How do we keep going on?
Laura
Burlington, Canada
July 28, 2010
Loss of firstborn grandchild
My daughter-in-law had to have an emergency C-Section in her 5th month of pregnancy. The little guy weighed 1.25 lbs. He lived long enough to hold their fingers and smile.

My son asked me if I ever experienced such a loss - "No" ... he asked if my only pregnancies resulted in still-living children - "Yes" -- and then he snapped at me and said: 'Then you have no idea what it's like to lose someone you love!!'

Other than grandparents, all my uncles and aunts, I have lost my mom, only sibling, father, husband, numerous friends, and now my first grandchild -- aside from the obvious -- my son, too, although he's still alive.

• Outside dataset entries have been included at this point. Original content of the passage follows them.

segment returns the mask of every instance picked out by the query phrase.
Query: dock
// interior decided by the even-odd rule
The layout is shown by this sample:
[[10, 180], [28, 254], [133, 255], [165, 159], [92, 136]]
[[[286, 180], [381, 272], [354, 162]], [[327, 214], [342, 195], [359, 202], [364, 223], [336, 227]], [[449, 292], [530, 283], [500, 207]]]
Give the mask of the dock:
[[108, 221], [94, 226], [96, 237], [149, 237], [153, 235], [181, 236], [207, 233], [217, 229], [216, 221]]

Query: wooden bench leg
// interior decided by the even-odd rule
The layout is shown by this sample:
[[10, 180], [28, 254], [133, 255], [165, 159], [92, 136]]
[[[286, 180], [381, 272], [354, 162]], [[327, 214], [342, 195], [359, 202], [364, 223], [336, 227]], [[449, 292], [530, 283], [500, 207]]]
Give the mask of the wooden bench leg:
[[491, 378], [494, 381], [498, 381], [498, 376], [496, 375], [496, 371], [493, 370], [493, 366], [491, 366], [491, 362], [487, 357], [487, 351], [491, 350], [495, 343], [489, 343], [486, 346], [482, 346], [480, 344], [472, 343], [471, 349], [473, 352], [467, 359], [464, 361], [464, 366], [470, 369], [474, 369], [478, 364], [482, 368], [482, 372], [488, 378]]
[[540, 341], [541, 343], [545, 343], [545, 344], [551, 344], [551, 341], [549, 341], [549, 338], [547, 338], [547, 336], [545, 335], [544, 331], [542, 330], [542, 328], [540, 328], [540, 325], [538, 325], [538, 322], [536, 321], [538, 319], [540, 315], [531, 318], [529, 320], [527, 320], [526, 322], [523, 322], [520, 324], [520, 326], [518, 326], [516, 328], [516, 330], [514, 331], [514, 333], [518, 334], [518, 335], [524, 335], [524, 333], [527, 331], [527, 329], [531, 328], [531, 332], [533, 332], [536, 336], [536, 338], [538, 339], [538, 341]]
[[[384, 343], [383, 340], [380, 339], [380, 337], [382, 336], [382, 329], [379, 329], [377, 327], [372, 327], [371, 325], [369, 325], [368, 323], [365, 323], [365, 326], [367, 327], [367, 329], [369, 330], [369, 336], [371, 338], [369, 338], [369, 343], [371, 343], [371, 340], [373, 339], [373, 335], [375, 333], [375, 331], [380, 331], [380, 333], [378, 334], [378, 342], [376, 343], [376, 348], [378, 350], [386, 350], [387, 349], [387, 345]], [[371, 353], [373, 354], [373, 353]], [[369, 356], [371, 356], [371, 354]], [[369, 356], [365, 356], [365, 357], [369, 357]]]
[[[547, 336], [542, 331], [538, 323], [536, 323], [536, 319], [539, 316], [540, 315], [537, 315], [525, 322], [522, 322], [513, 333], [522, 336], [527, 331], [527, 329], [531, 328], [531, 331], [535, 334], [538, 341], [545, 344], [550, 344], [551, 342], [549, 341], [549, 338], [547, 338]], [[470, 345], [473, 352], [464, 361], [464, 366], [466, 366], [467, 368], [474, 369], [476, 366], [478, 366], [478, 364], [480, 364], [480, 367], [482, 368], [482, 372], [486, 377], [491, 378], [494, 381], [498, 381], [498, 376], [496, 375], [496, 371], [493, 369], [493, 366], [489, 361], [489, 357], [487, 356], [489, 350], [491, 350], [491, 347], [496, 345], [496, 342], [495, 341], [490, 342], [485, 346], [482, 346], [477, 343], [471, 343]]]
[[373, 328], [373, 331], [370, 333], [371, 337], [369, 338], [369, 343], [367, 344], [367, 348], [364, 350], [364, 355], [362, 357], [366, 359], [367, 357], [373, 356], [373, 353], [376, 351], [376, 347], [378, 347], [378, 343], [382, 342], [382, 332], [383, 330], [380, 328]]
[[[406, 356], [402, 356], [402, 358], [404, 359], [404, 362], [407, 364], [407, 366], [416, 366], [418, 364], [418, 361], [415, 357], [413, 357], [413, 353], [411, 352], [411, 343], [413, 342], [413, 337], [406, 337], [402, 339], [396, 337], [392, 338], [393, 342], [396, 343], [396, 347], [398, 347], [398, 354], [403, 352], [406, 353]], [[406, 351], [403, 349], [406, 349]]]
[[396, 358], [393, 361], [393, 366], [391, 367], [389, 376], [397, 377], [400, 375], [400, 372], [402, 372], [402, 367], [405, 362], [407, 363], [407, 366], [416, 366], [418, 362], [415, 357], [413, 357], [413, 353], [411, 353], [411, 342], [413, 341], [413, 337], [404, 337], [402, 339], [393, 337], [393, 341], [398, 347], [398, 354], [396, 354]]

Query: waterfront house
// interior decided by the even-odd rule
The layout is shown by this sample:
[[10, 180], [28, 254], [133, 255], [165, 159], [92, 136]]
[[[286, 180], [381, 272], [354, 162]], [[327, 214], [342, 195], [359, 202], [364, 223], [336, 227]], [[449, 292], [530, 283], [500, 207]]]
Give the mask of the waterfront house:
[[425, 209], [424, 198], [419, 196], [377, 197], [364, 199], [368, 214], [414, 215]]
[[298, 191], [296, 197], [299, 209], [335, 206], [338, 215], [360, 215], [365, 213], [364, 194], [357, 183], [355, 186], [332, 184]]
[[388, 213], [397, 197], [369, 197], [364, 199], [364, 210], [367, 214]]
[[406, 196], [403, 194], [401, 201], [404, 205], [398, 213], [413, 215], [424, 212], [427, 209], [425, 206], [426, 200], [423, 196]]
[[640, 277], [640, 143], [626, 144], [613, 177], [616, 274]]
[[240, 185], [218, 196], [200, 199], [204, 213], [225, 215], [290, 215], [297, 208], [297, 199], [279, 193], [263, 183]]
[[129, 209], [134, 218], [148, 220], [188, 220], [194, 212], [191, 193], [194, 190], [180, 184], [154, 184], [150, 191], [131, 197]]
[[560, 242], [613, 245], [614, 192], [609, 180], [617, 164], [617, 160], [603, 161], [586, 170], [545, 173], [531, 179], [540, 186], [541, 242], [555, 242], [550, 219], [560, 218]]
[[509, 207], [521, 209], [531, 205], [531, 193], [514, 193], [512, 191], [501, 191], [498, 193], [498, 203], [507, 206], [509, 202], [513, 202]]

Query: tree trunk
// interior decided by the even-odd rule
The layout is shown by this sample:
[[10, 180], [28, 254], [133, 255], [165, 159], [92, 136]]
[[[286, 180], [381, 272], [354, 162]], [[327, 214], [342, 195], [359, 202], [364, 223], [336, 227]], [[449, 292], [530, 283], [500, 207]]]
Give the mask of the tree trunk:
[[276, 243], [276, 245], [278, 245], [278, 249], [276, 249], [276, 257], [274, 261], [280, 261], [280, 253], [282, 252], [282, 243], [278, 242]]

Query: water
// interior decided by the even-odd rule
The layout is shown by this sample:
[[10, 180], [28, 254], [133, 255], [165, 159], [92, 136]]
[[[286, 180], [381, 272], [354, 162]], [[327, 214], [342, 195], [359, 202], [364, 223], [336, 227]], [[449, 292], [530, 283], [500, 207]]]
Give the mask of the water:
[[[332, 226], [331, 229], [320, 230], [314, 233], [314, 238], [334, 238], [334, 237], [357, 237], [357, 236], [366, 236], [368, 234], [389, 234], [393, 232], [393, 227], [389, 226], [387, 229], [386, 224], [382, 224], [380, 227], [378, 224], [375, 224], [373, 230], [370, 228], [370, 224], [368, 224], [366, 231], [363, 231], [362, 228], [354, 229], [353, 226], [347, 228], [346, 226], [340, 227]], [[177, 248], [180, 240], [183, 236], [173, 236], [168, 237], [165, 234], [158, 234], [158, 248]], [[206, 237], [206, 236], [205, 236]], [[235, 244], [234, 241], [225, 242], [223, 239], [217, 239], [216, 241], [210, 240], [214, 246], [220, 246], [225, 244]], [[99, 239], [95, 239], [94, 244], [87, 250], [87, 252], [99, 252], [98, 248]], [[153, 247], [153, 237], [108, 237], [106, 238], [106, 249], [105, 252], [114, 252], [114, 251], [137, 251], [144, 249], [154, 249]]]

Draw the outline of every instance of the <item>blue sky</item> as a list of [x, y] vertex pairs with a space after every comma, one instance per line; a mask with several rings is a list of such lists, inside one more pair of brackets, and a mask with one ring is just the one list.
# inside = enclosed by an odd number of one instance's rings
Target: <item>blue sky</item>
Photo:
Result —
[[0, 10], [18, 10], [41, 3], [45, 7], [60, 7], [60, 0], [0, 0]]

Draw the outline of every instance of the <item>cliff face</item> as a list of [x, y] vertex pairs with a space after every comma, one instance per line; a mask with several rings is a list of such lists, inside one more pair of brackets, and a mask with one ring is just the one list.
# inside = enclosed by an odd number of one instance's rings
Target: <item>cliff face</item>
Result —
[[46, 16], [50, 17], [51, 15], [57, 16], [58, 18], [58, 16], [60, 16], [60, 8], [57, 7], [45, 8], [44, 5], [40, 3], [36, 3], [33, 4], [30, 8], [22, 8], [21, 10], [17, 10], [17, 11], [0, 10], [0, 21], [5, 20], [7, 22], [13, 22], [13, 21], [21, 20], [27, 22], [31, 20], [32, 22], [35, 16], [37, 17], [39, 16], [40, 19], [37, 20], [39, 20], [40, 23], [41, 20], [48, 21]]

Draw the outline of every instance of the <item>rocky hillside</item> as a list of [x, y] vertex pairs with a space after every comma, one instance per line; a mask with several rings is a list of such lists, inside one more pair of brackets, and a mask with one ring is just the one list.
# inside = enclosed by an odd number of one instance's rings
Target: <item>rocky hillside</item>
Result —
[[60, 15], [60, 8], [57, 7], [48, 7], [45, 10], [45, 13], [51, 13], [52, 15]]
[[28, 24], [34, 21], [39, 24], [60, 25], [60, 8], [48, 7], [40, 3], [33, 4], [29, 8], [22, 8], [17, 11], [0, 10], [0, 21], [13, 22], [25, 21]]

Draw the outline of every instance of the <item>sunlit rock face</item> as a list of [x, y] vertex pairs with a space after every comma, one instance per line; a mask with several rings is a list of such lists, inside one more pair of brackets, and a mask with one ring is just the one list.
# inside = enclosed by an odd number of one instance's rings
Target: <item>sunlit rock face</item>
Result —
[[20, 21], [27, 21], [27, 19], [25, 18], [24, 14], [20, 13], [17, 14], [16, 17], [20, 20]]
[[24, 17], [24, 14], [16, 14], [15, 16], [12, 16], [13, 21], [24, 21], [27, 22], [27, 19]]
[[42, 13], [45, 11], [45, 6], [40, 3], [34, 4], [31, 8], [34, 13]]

When my daughter didn't feel well, I would surprise her with a yellow rosebud -- and said "Love makes the hurt go away."

My son and his wife never told me they now have 2 more children.

G-d gives me strength to keep laughing and enjoying my life. He loves that I am learning all things Jewish-and was with me in Israel at The Wall. First trip.

L'Chaim!
Marny
Vista, CA
April 10, 2010
The Loss of my Grandaughther
My granddaughther took her life on December 17, 2009. She shot her heart with a gun. I feel her pain and I think that she was hurting and thats why she did it. I could not see the signs of depression. If only I could have been able to stop her. I cannot let her go and cry for her everyday. I miss her dearly and pray to her everyday. Please give me advice on how to go on everyday. I cannot dream her or feel her. I want some answers.